= Tortosa Pact =

The Federal Tortosa Pact, or simply, Tortosa Pact (Pacte Federal de Tortosa or Pacte de Tortosa), was an ideological manifesto and organizational project from Republican and Federal forces of Aragon, the Balearic Islands, Catalonia and the Valencia region, signed in Tortosa on May 18, 1869. The signing of the pact was one of the first practical expressions of federalism, while still rejecting separatism.

==Text==

... Aragon, Catalonia and Valencia, united by their topographical situation, united in their most cherished interests, united by their historical memories, similar if not equal in character and customs, worthy equals in their passion for freedom; are called by their nature, to march united, to live allied and to fulfill together the high provincial destinies of our race.

We unite to resist tyranny and as Aragonese, Catalans and Valencians, invoking in our favor honorable historical antecedents, we rightly expect that our firm resolution will be worthy of its due importance. (...)
 (...)

1º. The citizens gathered here agree that the three ancient provinces of Aragon, Catalonia and Valencia, including the Balearic Islands, are united and allied for all that concerns the conduct of the Republican party and the cause of the Revolution, without in any way inferring from this that they intend to separate from the rest of Spain.

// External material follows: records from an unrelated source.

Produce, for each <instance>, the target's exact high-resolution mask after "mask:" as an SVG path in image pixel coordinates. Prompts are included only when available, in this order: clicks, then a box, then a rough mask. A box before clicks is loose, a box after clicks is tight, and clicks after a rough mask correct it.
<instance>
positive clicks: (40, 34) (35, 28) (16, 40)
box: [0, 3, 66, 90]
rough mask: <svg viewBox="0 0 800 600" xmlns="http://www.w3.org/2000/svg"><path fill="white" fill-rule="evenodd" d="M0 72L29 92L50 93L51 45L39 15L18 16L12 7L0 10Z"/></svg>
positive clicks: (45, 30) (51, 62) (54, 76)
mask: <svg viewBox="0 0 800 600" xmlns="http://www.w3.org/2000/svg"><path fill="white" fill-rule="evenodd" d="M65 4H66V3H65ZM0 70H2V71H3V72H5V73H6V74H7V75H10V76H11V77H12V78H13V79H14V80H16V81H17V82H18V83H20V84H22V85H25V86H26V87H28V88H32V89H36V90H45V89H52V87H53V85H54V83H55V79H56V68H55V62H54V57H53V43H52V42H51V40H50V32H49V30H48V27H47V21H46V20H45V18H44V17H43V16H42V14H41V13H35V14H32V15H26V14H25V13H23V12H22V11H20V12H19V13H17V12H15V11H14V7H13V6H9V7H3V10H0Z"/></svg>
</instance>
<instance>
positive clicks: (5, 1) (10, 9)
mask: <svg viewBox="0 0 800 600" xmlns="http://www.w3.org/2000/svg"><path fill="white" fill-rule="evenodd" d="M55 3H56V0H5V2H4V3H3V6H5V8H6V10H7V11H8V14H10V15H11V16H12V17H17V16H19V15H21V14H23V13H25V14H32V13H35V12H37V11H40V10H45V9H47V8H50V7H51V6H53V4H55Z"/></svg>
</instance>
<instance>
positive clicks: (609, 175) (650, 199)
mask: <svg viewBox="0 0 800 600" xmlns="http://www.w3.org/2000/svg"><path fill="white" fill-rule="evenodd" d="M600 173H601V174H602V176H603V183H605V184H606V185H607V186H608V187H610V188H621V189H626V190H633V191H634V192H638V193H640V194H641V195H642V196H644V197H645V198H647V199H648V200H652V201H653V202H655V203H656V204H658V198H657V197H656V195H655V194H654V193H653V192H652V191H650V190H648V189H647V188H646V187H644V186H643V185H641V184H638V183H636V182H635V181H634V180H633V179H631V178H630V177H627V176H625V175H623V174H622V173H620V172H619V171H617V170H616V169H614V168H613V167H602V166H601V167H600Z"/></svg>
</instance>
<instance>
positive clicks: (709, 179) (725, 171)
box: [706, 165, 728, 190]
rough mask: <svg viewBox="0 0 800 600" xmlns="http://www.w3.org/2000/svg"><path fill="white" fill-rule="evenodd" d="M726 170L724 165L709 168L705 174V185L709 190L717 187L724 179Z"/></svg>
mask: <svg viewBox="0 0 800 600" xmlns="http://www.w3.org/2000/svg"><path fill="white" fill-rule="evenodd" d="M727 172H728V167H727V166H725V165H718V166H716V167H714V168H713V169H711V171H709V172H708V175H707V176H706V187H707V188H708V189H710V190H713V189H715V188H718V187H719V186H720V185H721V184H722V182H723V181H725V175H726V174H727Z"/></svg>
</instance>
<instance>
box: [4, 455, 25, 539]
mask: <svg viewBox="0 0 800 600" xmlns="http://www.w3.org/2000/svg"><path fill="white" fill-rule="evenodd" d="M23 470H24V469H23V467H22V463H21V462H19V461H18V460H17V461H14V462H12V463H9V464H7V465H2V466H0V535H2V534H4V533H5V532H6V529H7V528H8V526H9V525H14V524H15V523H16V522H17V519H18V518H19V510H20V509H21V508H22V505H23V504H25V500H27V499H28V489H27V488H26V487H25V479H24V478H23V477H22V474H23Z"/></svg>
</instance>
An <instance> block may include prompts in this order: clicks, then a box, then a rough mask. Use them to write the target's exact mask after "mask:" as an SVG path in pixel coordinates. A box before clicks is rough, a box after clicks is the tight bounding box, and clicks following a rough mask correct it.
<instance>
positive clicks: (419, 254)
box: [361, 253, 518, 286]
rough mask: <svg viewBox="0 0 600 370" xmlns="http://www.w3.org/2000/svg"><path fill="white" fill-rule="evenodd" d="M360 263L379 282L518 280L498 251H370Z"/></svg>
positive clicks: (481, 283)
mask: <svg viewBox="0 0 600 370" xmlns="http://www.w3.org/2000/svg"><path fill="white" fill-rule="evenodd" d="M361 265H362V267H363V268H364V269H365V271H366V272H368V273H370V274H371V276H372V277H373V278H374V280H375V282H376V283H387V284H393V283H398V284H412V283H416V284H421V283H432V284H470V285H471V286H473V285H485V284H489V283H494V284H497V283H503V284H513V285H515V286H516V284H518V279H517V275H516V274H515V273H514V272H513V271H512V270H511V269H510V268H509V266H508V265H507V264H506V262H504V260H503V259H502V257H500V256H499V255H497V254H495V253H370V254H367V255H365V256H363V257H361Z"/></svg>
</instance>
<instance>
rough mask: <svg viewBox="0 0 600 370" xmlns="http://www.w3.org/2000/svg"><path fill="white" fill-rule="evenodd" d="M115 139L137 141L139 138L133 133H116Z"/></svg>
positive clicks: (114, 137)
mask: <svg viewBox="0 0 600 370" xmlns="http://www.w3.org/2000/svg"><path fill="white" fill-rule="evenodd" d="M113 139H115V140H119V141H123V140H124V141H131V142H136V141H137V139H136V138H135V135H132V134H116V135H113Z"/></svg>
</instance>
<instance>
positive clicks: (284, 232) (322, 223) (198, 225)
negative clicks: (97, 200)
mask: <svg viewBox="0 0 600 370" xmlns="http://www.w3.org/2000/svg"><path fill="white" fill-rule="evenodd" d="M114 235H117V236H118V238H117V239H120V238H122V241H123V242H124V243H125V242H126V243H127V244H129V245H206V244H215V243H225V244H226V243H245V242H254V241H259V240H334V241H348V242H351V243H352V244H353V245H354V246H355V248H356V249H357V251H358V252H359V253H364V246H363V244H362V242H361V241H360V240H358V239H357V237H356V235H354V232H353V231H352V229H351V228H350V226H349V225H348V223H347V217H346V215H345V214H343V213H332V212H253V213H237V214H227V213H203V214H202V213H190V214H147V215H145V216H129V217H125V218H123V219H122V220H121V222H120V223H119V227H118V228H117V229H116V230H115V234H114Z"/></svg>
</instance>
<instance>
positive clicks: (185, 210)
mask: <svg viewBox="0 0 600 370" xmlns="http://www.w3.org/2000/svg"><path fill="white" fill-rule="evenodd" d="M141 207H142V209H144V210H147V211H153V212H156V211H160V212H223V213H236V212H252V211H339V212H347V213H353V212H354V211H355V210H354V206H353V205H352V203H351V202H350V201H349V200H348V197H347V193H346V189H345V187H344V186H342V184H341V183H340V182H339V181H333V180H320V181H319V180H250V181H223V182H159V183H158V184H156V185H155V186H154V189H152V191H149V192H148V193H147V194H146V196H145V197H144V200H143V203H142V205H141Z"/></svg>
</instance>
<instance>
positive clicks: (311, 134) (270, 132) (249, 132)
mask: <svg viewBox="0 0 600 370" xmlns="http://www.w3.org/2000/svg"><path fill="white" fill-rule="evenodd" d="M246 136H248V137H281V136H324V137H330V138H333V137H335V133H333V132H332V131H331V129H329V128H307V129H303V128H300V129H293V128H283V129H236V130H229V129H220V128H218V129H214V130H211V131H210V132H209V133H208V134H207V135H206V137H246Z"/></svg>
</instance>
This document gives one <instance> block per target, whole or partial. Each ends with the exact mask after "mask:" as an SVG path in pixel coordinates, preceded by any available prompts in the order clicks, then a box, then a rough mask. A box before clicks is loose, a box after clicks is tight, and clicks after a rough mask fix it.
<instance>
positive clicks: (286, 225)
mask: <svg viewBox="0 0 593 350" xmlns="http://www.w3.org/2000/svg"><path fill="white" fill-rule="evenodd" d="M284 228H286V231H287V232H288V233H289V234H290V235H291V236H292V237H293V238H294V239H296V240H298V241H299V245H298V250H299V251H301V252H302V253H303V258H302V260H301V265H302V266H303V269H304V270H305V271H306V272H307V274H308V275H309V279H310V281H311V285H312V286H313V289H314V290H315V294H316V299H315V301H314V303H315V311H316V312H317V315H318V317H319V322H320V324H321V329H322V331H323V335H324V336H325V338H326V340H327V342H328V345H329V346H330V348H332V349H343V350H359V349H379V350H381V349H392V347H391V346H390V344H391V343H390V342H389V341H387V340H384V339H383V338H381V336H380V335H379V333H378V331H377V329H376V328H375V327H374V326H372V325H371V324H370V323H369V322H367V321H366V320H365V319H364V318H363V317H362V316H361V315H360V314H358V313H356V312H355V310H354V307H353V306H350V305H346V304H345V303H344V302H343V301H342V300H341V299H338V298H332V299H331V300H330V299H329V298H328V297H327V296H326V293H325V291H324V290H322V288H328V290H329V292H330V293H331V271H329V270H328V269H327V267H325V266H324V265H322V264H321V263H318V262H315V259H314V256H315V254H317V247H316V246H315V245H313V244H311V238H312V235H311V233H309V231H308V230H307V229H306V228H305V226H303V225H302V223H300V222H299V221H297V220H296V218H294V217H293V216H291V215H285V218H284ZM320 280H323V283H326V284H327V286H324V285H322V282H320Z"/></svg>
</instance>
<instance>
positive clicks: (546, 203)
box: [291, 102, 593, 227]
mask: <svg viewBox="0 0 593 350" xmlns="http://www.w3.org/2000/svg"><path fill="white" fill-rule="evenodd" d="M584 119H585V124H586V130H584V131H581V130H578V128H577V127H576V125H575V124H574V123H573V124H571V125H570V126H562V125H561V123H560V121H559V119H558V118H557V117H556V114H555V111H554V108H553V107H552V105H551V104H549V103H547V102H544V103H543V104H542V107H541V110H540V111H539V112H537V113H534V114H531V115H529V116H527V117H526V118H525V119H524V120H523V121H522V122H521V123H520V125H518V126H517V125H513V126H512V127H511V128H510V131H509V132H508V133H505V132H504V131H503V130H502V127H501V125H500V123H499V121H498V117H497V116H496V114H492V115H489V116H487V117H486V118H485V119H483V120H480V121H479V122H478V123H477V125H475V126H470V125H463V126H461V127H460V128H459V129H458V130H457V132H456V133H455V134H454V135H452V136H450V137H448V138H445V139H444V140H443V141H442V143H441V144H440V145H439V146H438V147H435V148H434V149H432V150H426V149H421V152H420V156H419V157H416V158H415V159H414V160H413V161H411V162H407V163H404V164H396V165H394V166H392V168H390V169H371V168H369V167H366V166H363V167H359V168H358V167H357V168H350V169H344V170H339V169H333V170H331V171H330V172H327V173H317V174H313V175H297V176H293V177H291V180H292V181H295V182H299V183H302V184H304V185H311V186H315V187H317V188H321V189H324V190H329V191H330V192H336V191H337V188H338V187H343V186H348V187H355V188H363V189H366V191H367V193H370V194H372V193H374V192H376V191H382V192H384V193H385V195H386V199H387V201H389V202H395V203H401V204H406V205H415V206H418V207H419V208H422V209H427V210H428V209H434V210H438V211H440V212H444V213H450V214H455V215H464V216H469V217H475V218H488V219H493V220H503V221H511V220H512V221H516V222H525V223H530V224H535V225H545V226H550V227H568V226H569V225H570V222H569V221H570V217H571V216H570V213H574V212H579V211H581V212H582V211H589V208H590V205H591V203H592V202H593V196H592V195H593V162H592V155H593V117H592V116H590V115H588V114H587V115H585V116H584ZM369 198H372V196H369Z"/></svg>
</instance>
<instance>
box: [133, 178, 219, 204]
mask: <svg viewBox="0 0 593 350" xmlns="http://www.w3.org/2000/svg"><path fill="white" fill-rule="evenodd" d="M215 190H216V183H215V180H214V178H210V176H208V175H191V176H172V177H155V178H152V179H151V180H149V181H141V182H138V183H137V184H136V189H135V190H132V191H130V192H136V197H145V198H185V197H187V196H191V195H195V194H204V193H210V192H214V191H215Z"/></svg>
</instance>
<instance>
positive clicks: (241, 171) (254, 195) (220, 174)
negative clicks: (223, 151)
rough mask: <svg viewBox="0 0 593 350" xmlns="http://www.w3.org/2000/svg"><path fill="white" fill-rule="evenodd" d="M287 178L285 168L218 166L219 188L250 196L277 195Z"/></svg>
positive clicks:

2º. Likewise, they state that the form of government they believe to be most convenient for Spain is the Federal Democratic Republic, with all its legitimate and natural consequences. (...)

==Subsequent developments==
The pact led to similar pacts such as those of Córdoba, the two Castiles, Valladolid, the Galician-Asturian pact in Santiago de Compostela, the Basque-Navarran pact at Eibar and lastly the Madrid Agreement of 30 July 1869.

When the First Spanish Republic was established (1873), there were different attempts in Barcelona to proclaim a Catalan State within a Spanish Federal Republic.